The Breakdown: A $2 to $5 tip is suggested when you pick up your car.
The Scenario: When you’re trying to roll like a rich kid, you gotta pay up like a rich kid. The only time you shouldn’t tip is if they lose or pawn your car. Now that’s grounds for a serious brawl.
First off, I’d probably carry my own bags (must be the power woman in me). But if you, as a perfectly capable human, opt to have your bags transported to your room, the recommendation is that you cough up $1 per bag, $2 minimum.
The Breakdown: Most places suggest $1 per bag ($2 minimum), but higher end hotels may recommend $2 per bag with a $5 minimum.
The Scenario: Even if the bellman doesn’t smile at you, you still need to tip him. There really isn’t a scenario here.
I’ve never tipped hotel cleaners. In fact, I didn’t know that was a thing. However, it totally makes sense. Wet towels on the floor, bottles and cans on the tables, and trash overflowing from the garbage can is a mess that only the offender should have to deal with. A small tip ($2 to $5 per night) is the least you could do.
The Breakdown: A $2 to $5 tip per night is recommended.
The Scenario: If you keep your room extra tidy—like no one ever stayed there—you could get away with a $2 tip for a one-night stay. But… if you raged all weekend for a bachelor party, clogged the toilet, and spilled beer all over the carpet, get out your wallet. Five dollars should be the minimum you’re coughing up.
Wait, Do I Tip?
Tipping is pretty subjective. Everyone has their own idea of what is fair, and typically they don’t have a real good idea until they’ve done the job themselves. Here are a couple situations that people often wonder, “Should I tip?”

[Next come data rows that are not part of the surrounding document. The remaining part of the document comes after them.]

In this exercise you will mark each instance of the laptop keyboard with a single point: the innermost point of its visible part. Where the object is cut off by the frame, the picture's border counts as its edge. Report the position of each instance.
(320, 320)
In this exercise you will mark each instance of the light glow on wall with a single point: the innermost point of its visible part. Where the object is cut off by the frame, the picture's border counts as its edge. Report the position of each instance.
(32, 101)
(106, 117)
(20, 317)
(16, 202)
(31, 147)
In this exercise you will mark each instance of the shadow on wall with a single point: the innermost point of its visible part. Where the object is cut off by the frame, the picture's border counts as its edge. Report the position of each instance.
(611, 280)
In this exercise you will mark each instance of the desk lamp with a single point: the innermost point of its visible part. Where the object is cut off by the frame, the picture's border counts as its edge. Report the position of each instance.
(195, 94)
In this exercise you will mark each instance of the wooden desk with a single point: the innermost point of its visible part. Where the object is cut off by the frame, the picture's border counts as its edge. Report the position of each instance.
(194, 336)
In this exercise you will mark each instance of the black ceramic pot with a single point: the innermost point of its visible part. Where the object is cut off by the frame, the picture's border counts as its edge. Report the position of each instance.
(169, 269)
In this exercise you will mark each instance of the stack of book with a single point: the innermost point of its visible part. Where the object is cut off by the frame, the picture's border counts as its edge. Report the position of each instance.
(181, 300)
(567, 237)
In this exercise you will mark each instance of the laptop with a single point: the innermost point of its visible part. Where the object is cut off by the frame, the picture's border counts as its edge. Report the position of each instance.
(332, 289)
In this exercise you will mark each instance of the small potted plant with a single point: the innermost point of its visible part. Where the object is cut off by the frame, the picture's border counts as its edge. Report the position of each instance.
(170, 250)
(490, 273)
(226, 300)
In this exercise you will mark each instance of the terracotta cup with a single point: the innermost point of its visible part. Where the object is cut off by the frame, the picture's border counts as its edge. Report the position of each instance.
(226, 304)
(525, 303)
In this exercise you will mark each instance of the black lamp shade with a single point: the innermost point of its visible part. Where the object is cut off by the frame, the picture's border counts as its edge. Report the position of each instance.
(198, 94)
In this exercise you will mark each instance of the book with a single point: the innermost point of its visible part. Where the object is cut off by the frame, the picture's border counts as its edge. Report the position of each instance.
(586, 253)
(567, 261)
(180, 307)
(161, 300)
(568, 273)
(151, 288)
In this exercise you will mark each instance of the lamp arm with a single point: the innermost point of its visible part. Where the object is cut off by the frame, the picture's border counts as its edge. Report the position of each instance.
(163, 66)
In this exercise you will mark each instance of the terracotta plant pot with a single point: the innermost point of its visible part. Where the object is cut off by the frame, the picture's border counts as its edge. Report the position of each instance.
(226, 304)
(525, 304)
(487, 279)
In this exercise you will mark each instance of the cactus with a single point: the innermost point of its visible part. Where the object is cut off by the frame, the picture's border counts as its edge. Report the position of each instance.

According to Trip Advisor, U.S. tipping and etiquette says that while most Americans don’t tip at a buffet, it is courteous to tip $1 to the servers that clear the table of dirty plates, or 5 to 10 percent of the bill total. I get it, you’re getting your own food, but did you think about who is collecting your plates and wiping the half-eaten food off of them?
Take Out Food
No tip is required for take out. The tip at a restaurant covers your service. By picking up your own food, you are foregoing what it would have cost you to get served. However, if the restaurant threw in some freebies, feel free to toss them a couple dollars for good karma.